Rosenhouse sets himself the task of fisking an essay in the religious periodical *First Things,* by a “Junior Fellow” of that publication named Amanda Shaw. Shaw’s thesis is that the notion of God is akin to that of an imaginary number, and moreover that the same closed-minded orthodoxy which rejected the latter from mathematics for oh so many years is unjustly keeping the former out of science. I find this stance to be, in a word, ironical: if you’re looking for dogmatism and condemnations of the heterodox, your search will be much more rewarding if you look among the people who reject scientific discoveries because they are inconsistent with a Bronze Age folk tale than if you search through science itself!

Still, it’s a fun chance to talk about history and mathematics.

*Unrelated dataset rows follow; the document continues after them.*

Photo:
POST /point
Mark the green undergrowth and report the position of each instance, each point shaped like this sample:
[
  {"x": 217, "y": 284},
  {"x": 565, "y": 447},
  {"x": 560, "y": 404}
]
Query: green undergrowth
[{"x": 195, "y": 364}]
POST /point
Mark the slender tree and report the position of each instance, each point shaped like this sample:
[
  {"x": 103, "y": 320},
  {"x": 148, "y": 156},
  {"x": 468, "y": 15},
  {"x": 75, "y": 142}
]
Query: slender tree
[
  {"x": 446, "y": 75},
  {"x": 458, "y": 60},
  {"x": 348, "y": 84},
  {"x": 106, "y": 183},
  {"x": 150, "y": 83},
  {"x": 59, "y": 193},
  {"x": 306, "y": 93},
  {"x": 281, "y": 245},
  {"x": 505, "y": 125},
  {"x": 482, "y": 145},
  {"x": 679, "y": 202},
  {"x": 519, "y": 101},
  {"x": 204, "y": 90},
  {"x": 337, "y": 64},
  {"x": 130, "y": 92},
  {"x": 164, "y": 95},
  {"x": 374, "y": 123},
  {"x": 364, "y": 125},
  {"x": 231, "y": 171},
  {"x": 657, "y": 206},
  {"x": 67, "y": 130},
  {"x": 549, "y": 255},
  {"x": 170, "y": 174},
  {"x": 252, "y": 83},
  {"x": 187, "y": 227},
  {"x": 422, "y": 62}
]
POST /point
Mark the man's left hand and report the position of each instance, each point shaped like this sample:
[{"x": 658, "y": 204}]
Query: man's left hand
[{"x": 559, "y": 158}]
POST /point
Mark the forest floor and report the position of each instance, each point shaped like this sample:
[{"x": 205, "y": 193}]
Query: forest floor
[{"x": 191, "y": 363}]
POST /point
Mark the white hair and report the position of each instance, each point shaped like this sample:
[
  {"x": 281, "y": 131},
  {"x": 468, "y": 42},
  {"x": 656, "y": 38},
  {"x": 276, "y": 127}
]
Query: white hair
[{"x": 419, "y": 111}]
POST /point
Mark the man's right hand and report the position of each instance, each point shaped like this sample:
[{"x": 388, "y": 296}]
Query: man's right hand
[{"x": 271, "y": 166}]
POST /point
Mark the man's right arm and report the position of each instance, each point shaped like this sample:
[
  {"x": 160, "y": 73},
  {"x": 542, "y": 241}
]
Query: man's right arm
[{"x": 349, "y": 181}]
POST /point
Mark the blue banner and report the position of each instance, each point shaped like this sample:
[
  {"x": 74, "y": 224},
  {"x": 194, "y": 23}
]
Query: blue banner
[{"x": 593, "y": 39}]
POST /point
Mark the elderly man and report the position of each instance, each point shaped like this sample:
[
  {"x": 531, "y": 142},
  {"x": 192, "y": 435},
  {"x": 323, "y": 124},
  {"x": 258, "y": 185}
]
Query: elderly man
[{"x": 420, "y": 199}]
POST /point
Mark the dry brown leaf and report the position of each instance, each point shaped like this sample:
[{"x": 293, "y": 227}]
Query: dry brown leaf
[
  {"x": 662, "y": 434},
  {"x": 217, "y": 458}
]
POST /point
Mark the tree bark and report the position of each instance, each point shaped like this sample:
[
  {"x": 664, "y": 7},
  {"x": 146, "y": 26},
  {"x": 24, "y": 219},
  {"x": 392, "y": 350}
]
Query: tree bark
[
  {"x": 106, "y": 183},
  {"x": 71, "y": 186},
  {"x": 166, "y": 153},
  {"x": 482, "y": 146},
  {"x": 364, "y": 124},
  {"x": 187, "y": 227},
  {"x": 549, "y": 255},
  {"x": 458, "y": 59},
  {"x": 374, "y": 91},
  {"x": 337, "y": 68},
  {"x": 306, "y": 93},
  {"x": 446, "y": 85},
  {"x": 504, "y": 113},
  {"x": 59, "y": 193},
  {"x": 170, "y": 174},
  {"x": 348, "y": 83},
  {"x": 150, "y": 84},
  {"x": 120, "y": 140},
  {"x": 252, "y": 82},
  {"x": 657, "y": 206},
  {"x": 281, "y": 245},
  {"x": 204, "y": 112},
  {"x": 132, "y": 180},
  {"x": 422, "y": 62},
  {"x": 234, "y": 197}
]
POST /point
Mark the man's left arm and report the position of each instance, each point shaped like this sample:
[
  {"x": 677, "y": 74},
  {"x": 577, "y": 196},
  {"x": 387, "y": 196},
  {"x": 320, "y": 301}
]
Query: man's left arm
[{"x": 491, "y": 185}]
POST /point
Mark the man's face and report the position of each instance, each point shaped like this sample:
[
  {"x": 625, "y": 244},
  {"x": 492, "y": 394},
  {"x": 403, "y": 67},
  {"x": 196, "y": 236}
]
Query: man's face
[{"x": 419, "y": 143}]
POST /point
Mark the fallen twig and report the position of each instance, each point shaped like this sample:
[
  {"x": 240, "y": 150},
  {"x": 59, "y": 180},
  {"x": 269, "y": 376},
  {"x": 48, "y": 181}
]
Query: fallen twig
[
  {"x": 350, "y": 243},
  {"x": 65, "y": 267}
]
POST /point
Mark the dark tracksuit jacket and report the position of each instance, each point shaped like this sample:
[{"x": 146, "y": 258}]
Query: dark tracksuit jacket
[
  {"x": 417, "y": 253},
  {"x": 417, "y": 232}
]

**PART A: COMPLEX NUMBERS**

As I described earlier, “imaginary” and “complex” numbers arise naturally when you think about the ordinary, humdrum “real numbers” — you know, fractions, decimals and all those guys — as *lengths on a number line.* In this picture, adding two numbers corresponds to sticking line segments end-to-end, multiplication means *stretching* or *squishing* (in general, *scaling*) line segments, and negation means flipping a segment over to lie on the opposite side of zero. Complex numbers appear when you ask the question, “What operation, when performed twice in succession upon a line segment, is equivalent to a negation?” Answer: *rotating* by a quarter-turn!

Historically, mathematicians started getting into complex numbers when they tried to find better and better ways to solve real-number equations. Girolamo Cardano (1501–1576), also known as Jerome Cardan, posed the following problem:

If some one says to you, divide 10 into two parts, one of which multiplied into the other shall produce […] 40, it is evident that this case or question is impossible. Nevertheless, we shall solve it in this fashion.

Writing this in more modern algebraic notation, this is like saying [tex] x + y = 10 [/tex] and [tex] xy = 40 [/tex], which we can combine into one equation by solving for [tex] y [/tex], thusly:

[tex] xy = x(10 – x) = 40.[/tex]

In turn, shuffling the symbols around gives

[tex] x^2 – 10x + 40 = 0,[/tex]

which plugging into ye old quadratic formula yields

[tex] x = \frac{10 \pm \sqrt{100 – 160}}{2}, [/tex]

or, boiling it down,

[tex] x = 5 \pm \sqrt{-15}. [/tex]

Totally loony! Taking the square root of a *negative number?* Forsooth, thy brains are bubbled! Oh, wait, didn’t we just realize that we could maybe handle the square root of a negative number by moving into a two-dimensional plane of numbers? Yes, we did: that’s the prize our talk of flips and rotations won us!